Open source is not an unknown term for Microsoft. But months after contributing efforts towards Linux and Docker, the Redmond company has just actively started contributing to Apache Spark.
Microsoft launched the preview version of Spark for Azure HDInsights last year. The same preview has now been translated into general release. This general release for Azure HDInsight is fully managed with Spark service from Hortonworks.
Spark for Azure HDInsight offers the industry’s highest availability service level agreement for Spark deployments at 99.9 percent. Also, it comes with out of the box integration of open source notebook Jupyter.

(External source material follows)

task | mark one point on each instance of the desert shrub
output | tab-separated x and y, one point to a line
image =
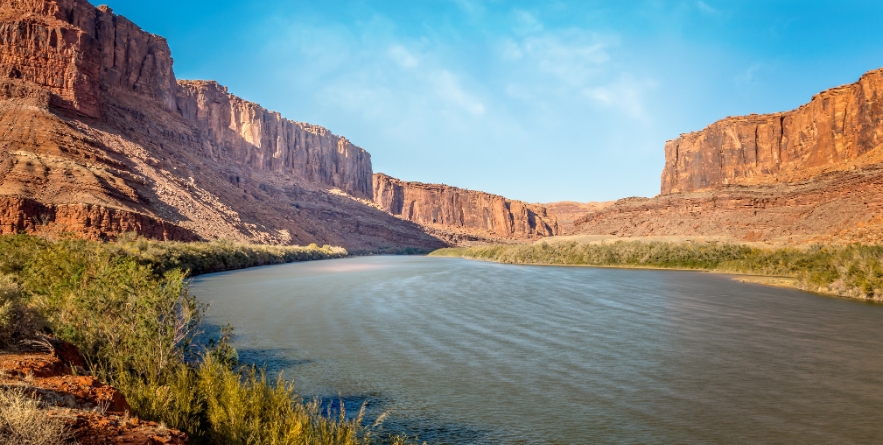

Apart from Spark for Azure HDInsight, Microsoft has R Server for HDInsight to help in moving coded projects to the cloud without the necessity of purchasing hardware or specialised operations team. The software giant also gives R Server for Hadoop with support for Spark execution framework and R statistical language implantation. This will enable the possibility of running R functions on several Spark nodes.

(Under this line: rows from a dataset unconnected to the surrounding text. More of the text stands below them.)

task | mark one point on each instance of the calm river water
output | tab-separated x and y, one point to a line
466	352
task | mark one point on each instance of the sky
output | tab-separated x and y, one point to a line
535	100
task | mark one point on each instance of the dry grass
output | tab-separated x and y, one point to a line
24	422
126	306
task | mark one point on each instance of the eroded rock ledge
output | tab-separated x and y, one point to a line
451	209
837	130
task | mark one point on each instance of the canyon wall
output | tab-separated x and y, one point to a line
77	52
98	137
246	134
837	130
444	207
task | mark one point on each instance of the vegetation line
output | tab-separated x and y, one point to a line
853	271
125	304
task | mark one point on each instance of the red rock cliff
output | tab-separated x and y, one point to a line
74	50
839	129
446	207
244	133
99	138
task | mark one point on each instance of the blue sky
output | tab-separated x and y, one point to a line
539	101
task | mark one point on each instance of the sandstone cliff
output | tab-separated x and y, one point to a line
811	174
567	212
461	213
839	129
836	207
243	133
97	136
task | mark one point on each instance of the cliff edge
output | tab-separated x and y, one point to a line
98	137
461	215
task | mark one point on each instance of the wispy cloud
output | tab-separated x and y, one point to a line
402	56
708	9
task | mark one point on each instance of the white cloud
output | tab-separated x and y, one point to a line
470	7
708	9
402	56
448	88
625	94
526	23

Microsoft has additionally released a free R client tool. This easy-to-use tool helps data scientists to utilize open source R functions to analyse the data on a local workstation. It is supposed to help users examine remote big data and scale out analytics by computing production instance of R server.
Another tool by Microsoft, Power BI is now supporting Spark Streaming to expand the Apache offering. The data visualisation tool enables users to stream real-time events from Spark Streaming.
All these developments bring Apache Spark closer to Microsoft. This would help in influencing the open source community to support Microsoft’s efforts.